Structural and Functional Characterization of Campylobacter Jejuni Ferric Uptake Regulator (CjFur)

Abstract

Transition metals are crucial components of several metabolic pathways and are critical for DNA, RNA and protein synthesis. However, when found in excess, these metal ions are toxic. To maintain the physiological concentration of metal ions at non-toxic concentration, bacteria rely on members of the Ferric uptake regulator (Fur) family of metalloregulators. Intriguingly, despite being coined as “metalloregulator”, specific members of the Fur family activate and repress gene expression in presence or absence of regulatory metals. Based on these observations, we hypothesized that the ability of these transcription factors to adopt different structural conformations underlies their ability to display different functions in presence and absence of metal ions. To address this important question, we solved the crystal structure of apo-Fur protein from Campylobacter jejuni. Structural analysis revealed that the protein adopts a V-shaped conformation harboring an evolutionary conserved cluster of positively charged residues on the surface.
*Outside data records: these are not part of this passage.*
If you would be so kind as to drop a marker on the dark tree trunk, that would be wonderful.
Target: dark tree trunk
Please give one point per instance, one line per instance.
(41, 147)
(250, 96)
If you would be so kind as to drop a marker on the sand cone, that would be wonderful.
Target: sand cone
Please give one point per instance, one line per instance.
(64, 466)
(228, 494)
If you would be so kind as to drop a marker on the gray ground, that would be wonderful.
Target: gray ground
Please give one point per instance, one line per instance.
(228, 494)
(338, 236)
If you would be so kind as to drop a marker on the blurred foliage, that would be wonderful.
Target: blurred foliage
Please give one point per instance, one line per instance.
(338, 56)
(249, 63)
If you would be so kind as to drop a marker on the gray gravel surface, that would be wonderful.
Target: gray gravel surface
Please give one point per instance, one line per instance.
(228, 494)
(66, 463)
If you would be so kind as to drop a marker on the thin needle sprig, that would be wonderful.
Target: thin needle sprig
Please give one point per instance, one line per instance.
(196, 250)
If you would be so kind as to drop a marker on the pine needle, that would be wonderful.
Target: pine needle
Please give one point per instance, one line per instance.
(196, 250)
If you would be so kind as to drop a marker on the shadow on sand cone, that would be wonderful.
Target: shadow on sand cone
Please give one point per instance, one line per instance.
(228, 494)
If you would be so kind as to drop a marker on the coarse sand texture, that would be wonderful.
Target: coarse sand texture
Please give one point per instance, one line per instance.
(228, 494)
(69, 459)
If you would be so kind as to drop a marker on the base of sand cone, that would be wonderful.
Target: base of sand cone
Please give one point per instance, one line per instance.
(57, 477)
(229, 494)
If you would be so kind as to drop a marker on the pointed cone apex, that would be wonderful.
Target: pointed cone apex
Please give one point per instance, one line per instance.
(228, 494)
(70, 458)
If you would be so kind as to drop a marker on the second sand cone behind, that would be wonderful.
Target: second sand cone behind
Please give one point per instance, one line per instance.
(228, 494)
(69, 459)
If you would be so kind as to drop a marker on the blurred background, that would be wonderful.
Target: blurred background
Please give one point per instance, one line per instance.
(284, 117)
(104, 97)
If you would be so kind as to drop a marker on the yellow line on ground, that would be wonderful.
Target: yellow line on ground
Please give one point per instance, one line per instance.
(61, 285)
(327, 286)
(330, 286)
Using an extensive library of mutants and electrophoretic mobility shift analysis, we found that substituting residues forming the positively charged surface is detrimental for Fur interaction with DNA. Furthermore, our in vivo studies suggest that these positively charged residues are important for the regulation of CjFur target genes and that different mechanisms modulate the activity of Fur family of metalloregulators depending on the number of occupied metal binding sites. We showed that the disruption of metal binding sites of CjFur significantly reduces DNA binding in vitro and is deleterious for the repression of Fur target genes and gut colonization by C. jejuni. Finally, based on initial findings that adding a tag at the N-terminus of CjFur significantly reduces its ability to incorporate regulatory metal ions and bind DNA, we developed a new protocol for the purification of a highly active untagged CjFur protein. Overall, our studies shed new lights on the mechanistic basis controlling Fur gene regulatory activity in C. jejuni.